Objective: To investigate the use of near-infrared (NIR) imaging as a tool for outpatient clinicians to quickly and accurately assess for maxillary sinusitis and to characterize its accuracy compared to computerized tomography (CT) scan.
Methods: In a prospective investigational study, NIR and CT images from 65 patients who presented to a tertiary care rhinology clinic were compared to determine the sensitivity and specificity of NIR as an imaging modality.

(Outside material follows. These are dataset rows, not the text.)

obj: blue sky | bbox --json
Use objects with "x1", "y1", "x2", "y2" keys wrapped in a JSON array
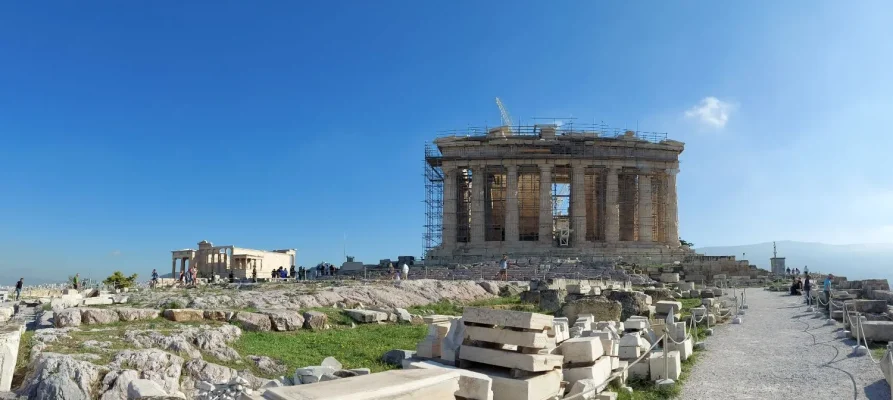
[{"x1": 0, "y1": 1, "x2": 893, "y2": 284}]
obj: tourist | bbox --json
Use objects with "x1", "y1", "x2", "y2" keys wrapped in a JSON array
[
  {"x1": 496, "y1": 254, "x2": 509, "y2": 282},
  {"x1": 803, "y1": 273, "x2": 812, "y2": 305},
  {"x1": 149, "y1": 268, "x2": 158, "y2": 289},
  {"x1": 822, "y1": 274, "x2": 834, "y2": 301},
  {"x1": 16, "y1": 278, "x2": 25, "y2": 301},
  {"x1": 791, "y1": 277, "x2": 803, "y2": 296}
]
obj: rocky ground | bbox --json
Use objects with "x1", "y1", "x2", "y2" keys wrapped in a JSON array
[
  {"x1": 682, "y1": 289, "x2": 890, "y2": 399},
  {"x1": 14, "y1": 280, "x2": 506, "y2": 400},
  {"x1": 123, "y1": 279, "x2": 504, "y2": 310}
]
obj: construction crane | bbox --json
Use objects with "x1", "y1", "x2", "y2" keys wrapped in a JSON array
[{"x1": 496, "y1": 97, "x2": 512, "y2": 132}]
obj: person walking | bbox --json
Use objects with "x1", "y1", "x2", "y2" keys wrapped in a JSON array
[
  {"x1": 16, "y1": 278, "x2": 25, "y2": 301},
  {"x1": 803, "y1": 273, "x2": 812, "y2": 305},
  {"x1": 822, "y1": 274, "x2": 834, "y2": 302},
  {"x1": 149, "y1": 268, "x2": 158, "y2": 289},
  {"x1": 496, "y1": 254, "x2": 509, "y2": 282}
]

Results: The sensitivity and specificity of NIR imaging in distinguishing normal versus maxillary sinus disease was found to be 90% and 84%, normal versus mild maxillary sinus disease to be 76% and 91%, and mild versus severe maxillary sinus disease to be 96% and 81%, respectively. The average pixel intensity was also calculated and compared to the modified Lund-Mackay scores from CT scans to assess the ability of NIR imaging to stratify the severity of maxillary sinus disease. Average pixel intensity over a region of interest was significantly different (P < .001) between normal, mild, and severe disease, as well as when comparing normal versus mild (P < .001, 95% CI 42.22-105.39), normal versus severe (P < .001, 95% CI 119.43-174.14), and mild versus severe (P < .001, 95% CI 41.39-104.56) maxillary sinus disease.
Conclusion: Based on this data, NIR shows promise as a tool for identifying patients with potential maxillary sinus disease as well as providing information on severity of disease that may guide administration of appropriate treatments.
Keywords: CT scan; accuracy; average pixel intensity; maxillary sinusitis; near-infrared imaging; sensitivity; specificity.